A Comedian Tells the Story of His Child’s Cancer

Yesterday a video came my way on Facebook. It’s a stand-up piece by Anthony Griffith, who tells what it was like working as a comedian when his 2-year old daughter had recurrent cancer and died.

This 9 minute clip packs sadness and pain:

The Moth Presents Anthony Griffith

“If you don’t know about cancer, when it comes back it comes back hard.” It’s “meaner and stronger,” he explains. To compensate for its added aggressiveness, doctors raise doses of chemo and radiation. That’s not easy for anyone, a child no less.

He reflects on his daughter’s condition back then: “So she’s bald, which she doesn’t mind because every kid in the ward is bald, and she thinks it’s a part of life…”

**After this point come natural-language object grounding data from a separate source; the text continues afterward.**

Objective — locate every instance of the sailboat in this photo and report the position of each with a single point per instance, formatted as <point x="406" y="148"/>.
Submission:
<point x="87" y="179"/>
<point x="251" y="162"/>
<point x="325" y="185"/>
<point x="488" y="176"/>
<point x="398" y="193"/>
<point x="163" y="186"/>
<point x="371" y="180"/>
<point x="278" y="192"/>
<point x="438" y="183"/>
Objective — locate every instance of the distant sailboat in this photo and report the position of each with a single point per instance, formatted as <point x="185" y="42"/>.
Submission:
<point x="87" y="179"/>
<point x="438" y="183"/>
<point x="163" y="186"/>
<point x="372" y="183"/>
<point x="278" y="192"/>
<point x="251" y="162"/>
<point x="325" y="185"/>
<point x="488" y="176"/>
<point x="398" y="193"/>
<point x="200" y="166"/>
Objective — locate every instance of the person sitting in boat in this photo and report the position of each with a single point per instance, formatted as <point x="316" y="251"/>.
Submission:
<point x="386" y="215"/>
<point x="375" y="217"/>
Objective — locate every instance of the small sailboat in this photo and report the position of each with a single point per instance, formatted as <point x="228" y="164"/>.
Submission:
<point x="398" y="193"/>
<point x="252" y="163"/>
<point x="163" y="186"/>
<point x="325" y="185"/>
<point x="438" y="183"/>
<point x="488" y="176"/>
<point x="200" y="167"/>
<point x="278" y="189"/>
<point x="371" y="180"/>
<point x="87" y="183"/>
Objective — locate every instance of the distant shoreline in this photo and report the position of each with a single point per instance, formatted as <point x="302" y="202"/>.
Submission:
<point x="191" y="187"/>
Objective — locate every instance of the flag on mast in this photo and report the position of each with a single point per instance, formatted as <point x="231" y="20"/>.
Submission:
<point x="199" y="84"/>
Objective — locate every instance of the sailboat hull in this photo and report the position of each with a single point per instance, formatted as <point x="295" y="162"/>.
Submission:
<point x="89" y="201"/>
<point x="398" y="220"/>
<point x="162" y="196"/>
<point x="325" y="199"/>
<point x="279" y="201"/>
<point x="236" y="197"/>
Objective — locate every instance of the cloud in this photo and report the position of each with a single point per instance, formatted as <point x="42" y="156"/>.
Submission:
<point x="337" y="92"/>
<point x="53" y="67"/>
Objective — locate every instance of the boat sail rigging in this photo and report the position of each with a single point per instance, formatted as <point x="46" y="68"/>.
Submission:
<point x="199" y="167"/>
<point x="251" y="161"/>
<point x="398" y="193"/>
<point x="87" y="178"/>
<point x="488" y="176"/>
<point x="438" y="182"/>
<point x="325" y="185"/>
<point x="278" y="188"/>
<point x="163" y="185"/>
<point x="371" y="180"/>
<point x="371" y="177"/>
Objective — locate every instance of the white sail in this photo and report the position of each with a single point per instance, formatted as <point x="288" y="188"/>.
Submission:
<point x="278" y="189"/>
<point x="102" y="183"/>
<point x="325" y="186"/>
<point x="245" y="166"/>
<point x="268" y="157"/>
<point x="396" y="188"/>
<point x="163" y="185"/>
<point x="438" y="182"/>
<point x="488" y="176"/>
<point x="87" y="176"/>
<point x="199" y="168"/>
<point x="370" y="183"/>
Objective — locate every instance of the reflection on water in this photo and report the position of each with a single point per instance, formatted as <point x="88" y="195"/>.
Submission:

He recalls his predicament, as a parent: “You’re not prepared for this. There’s no books, there’s no home-ed class to teach you,” he says.  Therapists were off-limits in his community. “So you try to figure it out.”

“What did I do?” he wondered, trying to make sense of his daughter’s illness. His musings cross all kinds of barriers.

Griffith was thrilled to appear several times on Johnny Carson’s Tonight Show. But NBC is “all about nice and everything is going to be OK.” He felt pressured to keep everything “light” when he wanted to speak honestly.

He recounts how he felt. “And I’m hurting, and I want everyone else to hurt because somebody is to blame for this,” he shouts, two decades later. He suppressed his anger, bucked up, and performed.

Rage persists, understandably, still.

The powerful clip is produced by the Moth, an NPO dedicated to storytelling. H/t to Jen Singer.

Thank you to Mr. Griffith, the comedian and actor, for telling it like it is.